Pressemitteilung vom 07.11.2017

Aus der Sitzung des Senats am 7. November 2017:

Der Senat hat heute auf Vorlage der Senatorin für Wirtschaft, Energie und Betriebe, Ramona Pop, den Vergabebericht 2016 beschlossen. Der Bericht an das Abgeordnetenhaus umfasst den Zeitraum 2014 bis 2016. Er gibt Aufschluss über die Wirkung des Berliner Ausschreibungs- und Vergabegesetzes (BerlAVG), die Arbeit der Vergabestellen und die der bei der Senatsverwaltung für Wirtschaft, Energie und Betriebe angesiedelten Kontrollgruppe.

Das Investitions- und sonstige Nachfragevolumen Berlins und seiner landeseigenen Unternehmen wird auf 4 bis 5 Mrd. € pro Jahr geschätzt. Es stellt damit ein wirtschaftspolitisch bedeutendes Potenzial dar und beeinflusst die Strukturen auf der Angebotsseite. Dieses Auftragsvolumen verknüpft der Senat über das BerlAVG mit dem Ziel, gutes Geld nur für gute Arbeit auszugeben. Gute Arbeit bemisst sich neben Preis und Qualität auch nach den Arbeitsbedingungen der beauftragten Arbeitnehmerinnen und Arbeitnehmer und danach, wie sie zu der Erfüllung der ökologischen und sozialen Ziele beiträgt. Das BerlAVG gibt entsprechend das zu zahlende Mindestentgelt der Beschäftigten für die Dauer der Auftragsausführung vor, das im Berichtszeitraum bei 8,50 € lag. Der Senat hat auf Vorlage der Senatsverwaltung für Wirtschaft, Energie und Betriebe das Mindestentgelt im August 2017 auf 9 € angehoben.

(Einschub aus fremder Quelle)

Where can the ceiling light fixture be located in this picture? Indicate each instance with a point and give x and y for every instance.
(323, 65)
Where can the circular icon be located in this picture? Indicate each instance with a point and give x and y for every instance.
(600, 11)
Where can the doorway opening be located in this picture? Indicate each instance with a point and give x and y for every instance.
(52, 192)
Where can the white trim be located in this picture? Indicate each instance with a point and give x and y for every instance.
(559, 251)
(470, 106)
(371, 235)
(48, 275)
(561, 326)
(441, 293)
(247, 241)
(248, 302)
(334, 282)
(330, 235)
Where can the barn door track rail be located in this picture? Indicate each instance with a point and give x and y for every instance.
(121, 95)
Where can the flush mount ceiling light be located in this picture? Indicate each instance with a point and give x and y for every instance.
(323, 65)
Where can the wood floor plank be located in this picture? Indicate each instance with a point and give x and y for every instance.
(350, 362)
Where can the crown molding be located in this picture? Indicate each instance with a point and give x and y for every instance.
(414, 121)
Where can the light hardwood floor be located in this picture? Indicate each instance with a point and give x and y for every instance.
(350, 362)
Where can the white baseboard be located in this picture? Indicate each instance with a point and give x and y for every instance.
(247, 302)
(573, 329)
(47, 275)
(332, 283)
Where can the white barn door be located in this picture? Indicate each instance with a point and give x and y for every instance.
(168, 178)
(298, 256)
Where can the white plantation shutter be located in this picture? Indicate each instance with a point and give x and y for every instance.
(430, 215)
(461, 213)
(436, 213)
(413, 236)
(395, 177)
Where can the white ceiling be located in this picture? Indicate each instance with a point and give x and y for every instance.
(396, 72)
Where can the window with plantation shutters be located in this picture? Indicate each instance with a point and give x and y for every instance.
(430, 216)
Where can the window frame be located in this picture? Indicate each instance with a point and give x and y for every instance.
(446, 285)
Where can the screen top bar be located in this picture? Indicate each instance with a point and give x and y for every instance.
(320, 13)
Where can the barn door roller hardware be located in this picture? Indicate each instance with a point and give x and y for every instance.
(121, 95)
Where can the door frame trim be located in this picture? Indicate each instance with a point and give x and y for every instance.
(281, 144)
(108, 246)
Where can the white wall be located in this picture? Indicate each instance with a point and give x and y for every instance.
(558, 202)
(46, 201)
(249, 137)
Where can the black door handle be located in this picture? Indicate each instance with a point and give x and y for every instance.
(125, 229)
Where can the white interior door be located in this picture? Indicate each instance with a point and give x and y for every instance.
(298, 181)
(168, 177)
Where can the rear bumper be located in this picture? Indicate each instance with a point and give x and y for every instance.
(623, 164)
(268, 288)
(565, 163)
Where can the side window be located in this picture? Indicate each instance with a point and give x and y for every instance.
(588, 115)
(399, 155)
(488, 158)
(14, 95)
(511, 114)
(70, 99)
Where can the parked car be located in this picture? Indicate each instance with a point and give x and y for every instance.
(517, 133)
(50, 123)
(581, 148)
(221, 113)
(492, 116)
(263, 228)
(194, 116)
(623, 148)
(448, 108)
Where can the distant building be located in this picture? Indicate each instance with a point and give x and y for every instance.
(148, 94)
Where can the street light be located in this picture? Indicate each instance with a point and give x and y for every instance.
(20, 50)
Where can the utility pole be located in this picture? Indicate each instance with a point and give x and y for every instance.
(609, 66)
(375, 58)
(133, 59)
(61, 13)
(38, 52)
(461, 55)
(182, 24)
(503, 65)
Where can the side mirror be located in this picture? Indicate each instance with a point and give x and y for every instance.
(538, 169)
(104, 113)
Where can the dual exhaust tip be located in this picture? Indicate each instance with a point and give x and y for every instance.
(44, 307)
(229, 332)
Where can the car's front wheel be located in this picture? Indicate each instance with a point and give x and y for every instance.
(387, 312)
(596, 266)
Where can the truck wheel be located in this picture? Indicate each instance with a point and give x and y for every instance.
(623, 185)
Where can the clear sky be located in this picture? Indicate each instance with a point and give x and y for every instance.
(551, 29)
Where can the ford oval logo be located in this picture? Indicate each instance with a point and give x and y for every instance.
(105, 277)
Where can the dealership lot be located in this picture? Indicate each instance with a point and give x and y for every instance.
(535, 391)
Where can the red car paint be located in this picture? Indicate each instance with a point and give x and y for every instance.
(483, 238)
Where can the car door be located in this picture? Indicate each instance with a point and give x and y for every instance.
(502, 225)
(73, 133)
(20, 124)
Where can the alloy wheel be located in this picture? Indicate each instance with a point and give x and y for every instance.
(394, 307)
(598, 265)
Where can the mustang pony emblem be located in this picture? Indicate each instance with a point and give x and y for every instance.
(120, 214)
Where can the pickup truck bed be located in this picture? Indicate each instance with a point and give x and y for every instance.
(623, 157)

Weitere bei der Auftragsvergabe verfolgte Ziele betreffen die Frauenförderung, die Beschaffung umweltverträglicher Produkte und die Einhaltung der Mindeststandards der ILO-Kernarbeitsnormen.

Die Vergaberechtsreform auf Bundesebene eröffnet neue Möglichkeiten für eine Förderung sozialer und ökologischer Ziele. Diese will der Senat nutzen und das BerlAVG entsprechend novellieren.